La “pubblicità” è un’arma di ossessione mentale che crea bisogni inesistenti nella mente del borghese, come la “propaganda” bolscevica creava l’odio di classe nella mente del povero. Sia il borghese liberale sia il proletario socialista si sentono scontenti di ciò che sono ed hanno e desiderano essere ciò che non sono e possedere ciò che non è necessario. Essi sono perennemente frustrati. In più, non avendo la Fede, poiché sia il liberalismo sia il socialismo sono materialisti ed atei o almeno agnostici, non hanno la speranza soprannaturale che li aiuterebbe ad affrontare serenamente le difficoltà intrinseche alla vita umana.

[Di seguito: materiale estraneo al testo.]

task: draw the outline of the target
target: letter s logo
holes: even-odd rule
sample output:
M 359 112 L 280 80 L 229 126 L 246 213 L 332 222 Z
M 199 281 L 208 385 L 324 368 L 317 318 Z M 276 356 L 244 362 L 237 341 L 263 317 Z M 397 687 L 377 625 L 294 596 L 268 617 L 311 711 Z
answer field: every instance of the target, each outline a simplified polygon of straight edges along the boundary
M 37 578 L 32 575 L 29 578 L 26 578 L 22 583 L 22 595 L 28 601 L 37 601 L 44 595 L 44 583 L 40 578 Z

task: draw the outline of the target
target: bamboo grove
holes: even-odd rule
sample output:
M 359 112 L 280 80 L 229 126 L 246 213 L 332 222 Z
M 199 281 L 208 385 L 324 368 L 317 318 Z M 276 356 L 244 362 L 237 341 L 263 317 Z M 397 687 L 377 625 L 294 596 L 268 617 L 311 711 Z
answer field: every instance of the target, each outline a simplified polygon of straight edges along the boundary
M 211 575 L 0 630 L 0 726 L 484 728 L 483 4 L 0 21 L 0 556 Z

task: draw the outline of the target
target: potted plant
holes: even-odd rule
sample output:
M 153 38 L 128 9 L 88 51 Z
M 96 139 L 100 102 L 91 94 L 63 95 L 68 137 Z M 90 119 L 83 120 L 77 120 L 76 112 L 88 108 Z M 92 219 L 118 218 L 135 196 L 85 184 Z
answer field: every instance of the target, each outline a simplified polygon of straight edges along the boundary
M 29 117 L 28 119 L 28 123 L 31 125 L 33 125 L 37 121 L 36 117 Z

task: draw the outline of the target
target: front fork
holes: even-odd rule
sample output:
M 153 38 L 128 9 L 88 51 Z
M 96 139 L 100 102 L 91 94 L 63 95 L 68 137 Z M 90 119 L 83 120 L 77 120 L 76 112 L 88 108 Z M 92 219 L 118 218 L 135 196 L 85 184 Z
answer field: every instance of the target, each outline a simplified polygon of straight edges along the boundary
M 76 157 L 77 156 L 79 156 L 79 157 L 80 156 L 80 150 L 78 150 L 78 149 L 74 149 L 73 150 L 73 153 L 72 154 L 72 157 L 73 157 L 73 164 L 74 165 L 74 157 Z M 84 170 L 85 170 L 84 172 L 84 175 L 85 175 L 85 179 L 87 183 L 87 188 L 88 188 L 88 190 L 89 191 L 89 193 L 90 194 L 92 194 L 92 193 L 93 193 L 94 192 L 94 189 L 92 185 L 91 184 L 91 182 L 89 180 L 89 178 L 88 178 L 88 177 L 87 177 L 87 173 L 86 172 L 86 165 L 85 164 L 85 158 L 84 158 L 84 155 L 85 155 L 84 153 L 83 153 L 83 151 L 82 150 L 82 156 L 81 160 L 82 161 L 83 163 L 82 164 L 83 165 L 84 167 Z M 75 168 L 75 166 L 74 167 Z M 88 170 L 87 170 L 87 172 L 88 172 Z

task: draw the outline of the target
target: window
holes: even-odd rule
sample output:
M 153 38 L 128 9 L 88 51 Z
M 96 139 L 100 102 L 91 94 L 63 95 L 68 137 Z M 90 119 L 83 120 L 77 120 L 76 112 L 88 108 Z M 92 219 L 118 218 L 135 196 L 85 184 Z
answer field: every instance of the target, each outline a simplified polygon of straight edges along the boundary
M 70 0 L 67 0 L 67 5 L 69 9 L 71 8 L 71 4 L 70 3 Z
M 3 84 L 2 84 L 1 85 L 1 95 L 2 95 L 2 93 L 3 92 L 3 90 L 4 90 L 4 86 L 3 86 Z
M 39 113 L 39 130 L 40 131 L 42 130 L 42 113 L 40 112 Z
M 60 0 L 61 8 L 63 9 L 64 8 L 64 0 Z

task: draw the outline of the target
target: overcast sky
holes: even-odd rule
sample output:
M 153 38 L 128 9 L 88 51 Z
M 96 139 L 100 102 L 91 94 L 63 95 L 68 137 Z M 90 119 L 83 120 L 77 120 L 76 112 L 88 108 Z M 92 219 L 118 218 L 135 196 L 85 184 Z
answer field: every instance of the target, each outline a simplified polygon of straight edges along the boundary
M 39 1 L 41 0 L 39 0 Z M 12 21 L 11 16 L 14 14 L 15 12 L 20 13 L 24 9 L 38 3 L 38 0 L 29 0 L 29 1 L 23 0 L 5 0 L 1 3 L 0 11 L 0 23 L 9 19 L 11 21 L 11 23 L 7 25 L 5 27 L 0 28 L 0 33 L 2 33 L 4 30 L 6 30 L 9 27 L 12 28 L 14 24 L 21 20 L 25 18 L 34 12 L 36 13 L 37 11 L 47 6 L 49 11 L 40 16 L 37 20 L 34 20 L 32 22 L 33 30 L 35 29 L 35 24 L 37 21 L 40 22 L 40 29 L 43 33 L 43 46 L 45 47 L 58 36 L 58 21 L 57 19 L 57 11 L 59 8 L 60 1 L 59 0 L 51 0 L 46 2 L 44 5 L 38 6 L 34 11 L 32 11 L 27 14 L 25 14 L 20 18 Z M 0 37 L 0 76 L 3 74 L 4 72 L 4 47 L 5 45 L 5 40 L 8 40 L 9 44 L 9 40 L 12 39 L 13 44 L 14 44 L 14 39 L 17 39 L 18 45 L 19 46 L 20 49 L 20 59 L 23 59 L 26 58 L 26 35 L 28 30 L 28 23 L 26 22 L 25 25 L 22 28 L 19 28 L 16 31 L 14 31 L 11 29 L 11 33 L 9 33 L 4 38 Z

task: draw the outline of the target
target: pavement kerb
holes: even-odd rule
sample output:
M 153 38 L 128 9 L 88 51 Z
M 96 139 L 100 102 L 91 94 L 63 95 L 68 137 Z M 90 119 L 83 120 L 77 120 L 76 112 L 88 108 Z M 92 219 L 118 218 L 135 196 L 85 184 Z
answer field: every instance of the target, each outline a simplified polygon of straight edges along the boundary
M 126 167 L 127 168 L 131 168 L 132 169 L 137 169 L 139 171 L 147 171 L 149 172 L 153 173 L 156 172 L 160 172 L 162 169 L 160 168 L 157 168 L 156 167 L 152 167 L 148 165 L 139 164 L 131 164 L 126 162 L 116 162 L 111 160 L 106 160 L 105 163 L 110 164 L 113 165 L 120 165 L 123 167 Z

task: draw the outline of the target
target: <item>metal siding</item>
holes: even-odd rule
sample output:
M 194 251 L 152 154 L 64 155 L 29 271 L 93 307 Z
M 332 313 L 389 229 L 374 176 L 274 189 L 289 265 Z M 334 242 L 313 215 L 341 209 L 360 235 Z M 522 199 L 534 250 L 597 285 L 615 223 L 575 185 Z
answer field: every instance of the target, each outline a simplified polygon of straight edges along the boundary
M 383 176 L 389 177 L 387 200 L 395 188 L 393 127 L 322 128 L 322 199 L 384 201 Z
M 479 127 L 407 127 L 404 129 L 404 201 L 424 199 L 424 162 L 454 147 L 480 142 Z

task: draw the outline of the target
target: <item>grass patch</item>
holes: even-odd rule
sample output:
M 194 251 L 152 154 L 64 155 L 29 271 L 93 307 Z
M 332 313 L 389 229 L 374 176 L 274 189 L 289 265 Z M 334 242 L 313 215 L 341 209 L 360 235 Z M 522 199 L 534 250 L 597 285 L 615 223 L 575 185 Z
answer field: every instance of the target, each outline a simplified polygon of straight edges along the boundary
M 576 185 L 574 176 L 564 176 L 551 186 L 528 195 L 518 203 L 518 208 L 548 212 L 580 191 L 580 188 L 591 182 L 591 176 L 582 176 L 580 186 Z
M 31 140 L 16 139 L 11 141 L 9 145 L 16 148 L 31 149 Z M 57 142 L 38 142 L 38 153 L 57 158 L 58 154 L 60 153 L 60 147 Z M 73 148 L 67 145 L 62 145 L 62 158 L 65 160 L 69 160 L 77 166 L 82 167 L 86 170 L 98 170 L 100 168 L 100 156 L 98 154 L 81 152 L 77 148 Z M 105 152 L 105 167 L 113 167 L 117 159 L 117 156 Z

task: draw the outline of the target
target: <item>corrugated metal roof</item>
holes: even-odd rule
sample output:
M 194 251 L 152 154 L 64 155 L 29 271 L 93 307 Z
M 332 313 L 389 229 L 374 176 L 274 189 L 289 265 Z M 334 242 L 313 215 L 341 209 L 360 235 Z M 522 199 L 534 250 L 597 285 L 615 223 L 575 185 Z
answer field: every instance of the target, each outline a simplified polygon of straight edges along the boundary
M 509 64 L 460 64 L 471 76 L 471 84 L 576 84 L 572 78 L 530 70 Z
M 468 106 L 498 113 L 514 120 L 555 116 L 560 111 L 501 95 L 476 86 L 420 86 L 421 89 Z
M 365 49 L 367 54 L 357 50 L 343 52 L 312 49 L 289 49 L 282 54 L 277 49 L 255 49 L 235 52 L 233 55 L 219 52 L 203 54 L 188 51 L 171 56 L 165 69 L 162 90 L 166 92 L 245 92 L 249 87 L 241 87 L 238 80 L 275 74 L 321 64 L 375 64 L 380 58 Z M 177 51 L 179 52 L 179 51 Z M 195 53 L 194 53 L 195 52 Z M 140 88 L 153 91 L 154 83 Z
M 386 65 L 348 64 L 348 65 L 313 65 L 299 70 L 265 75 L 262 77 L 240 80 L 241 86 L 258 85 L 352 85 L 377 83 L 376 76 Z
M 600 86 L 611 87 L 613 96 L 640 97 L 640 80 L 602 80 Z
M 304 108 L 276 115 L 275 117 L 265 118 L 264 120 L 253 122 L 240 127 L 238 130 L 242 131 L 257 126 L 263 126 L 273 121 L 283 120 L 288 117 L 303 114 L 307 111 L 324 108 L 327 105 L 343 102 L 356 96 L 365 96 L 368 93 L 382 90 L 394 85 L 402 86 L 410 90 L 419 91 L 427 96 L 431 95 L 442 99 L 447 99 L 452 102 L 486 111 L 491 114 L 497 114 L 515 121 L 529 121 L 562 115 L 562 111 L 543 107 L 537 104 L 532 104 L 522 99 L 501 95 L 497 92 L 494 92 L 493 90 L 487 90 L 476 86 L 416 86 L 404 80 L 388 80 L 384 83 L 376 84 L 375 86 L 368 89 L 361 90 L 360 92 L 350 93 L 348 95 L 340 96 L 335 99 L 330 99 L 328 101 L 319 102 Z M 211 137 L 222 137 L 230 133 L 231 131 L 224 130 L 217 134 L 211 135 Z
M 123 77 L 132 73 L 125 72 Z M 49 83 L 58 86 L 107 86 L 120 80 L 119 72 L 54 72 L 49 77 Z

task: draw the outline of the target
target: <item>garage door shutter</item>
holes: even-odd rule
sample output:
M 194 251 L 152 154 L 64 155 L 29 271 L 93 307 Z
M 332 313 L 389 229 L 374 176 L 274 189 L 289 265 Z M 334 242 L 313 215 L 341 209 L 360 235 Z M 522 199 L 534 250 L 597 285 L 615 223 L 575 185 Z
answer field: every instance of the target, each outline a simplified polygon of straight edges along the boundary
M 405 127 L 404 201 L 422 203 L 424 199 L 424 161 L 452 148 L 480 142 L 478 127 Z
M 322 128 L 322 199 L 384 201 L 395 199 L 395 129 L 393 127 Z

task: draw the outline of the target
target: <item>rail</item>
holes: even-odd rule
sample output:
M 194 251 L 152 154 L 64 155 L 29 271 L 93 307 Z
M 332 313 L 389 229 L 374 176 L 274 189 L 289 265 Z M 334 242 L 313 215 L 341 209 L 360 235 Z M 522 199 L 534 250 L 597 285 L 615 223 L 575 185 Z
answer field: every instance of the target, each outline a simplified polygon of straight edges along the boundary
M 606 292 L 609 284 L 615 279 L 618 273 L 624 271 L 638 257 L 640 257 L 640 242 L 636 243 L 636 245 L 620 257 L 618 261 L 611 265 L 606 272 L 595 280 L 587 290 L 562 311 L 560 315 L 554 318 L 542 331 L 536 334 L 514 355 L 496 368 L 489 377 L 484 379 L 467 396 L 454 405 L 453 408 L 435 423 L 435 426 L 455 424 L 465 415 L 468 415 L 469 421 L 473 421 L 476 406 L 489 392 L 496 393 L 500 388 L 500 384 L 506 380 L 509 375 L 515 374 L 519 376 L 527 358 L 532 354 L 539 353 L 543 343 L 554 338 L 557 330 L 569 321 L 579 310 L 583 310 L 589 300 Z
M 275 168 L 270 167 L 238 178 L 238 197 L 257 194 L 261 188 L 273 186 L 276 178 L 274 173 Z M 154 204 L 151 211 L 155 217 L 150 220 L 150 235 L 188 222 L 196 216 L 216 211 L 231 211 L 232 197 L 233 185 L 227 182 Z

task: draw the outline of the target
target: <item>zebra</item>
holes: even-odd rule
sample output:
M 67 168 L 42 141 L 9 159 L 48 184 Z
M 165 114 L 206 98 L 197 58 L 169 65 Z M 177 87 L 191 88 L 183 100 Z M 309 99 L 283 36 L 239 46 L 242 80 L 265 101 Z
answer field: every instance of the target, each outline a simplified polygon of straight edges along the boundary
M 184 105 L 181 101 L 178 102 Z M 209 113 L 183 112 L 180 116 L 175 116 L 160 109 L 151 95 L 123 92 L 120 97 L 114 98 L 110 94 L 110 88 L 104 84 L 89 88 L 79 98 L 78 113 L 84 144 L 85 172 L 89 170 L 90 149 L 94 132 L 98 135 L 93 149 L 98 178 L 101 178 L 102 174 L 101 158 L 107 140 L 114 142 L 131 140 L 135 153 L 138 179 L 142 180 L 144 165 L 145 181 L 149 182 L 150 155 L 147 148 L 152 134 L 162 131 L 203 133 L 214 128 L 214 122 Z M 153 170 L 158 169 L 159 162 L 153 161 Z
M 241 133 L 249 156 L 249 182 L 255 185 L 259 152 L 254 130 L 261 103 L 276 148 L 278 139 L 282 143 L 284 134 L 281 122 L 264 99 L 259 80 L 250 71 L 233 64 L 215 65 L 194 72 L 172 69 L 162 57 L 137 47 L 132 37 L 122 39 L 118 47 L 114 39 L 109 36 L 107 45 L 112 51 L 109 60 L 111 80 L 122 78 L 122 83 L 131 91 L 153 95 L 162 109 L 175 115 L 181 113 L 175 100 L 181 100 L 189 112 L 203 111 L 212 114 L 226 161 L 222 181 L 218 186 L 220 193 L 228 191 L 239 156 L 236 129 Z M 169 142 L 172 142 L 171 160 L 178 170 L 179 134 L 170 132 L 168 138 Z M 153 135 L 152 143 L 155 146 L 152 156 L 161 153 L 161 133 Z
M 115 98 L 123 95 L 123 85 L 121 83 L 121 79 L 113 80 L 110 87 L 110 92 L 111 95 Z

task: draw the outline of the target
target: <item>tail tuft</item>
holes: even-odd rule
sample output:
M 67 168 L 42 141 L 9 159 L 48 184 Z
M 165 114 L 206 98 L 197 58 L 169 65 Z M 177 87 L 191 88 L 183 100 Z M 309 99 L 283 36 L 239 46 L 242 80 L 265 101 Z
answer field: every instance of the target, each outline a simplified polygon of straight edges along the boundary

Bisogna, dunque, liberarsi della schiavitù della legge del “mercato” di destra (liberismo) e anche di sinistra (socialismo), per poter tornare ad essere veramente uomo, ossia “animale razionale” che conosce e ama, ed “animale sociale”, che dona, riceve e ricambia. Solo la monastica (la prudenza nel singolo individuo), l’economia (la prudenza nella famiglia) e la politica (la prudenza nello Stato) genuine potranno rimettere l’ordine nell’uomo, nella famiglia e nello Stato.

d. Curzio Nitoglia

Fine Della Prima Parte



[1] Cfr. J. Bouvier, I Rothschild, Roma, Editori Riuniti, Newton Compton, 1984; H. R. Lottman, I Rothschild, storia di una dinastia, Milano, Arnoldo Mondadori, 1994; P. Ratto, I Rothschild e gli Altri, Bologna, Arianna Editrice, 2015; Egone Conte Corti, La famiglia dei Rothschild, Milano, Arnoldo Mondadori, 1938.

[2] Cfr. R. Chernow, I Warburg, Milano, Rizzoli, 1993; P. Ratto, I grandi alleati dei Rothschild. Rockefeller e Warburg. Le famiglie più potenti della terra, Bologna, Arianna Editrice, 2019.

[3] D. Rockefeller, La mia vita, Milano, Arnoldo Mondadori, 2002; J. Abels, I Rockefeller, Milano, Dall’Oglio, 1968.

[4] Cfr. G. De Rougemont, Lazard Frères, banquiers des deux Mondes, Parigi, Fayard, 2010.

[5] Nei prossimi articoli cercheremo di vedere come la Chiesa abbia combattuto l’usura delle banche ebraiche con l’istituzione dei Monti di Pietà.

[6] S. MASSIMO IL CONFESSORE, Centurie sulla Carità, III, 17-18.

[7] Ibidem, 18.

[8] S. GIOVANNI CRISOSTOMO, Commento a San Matteo, LXXXIII, 2; BASILIO DA CESAREA, Omelie contro i ricchi, VII, 2.

[9] S. GIOVANNI CRISOSTOMO, Discorso: A colui che non nuoce a se stesso, in Opere complete, PG 47-64, 11 voll., Bar-le-Duc, 1863-1867.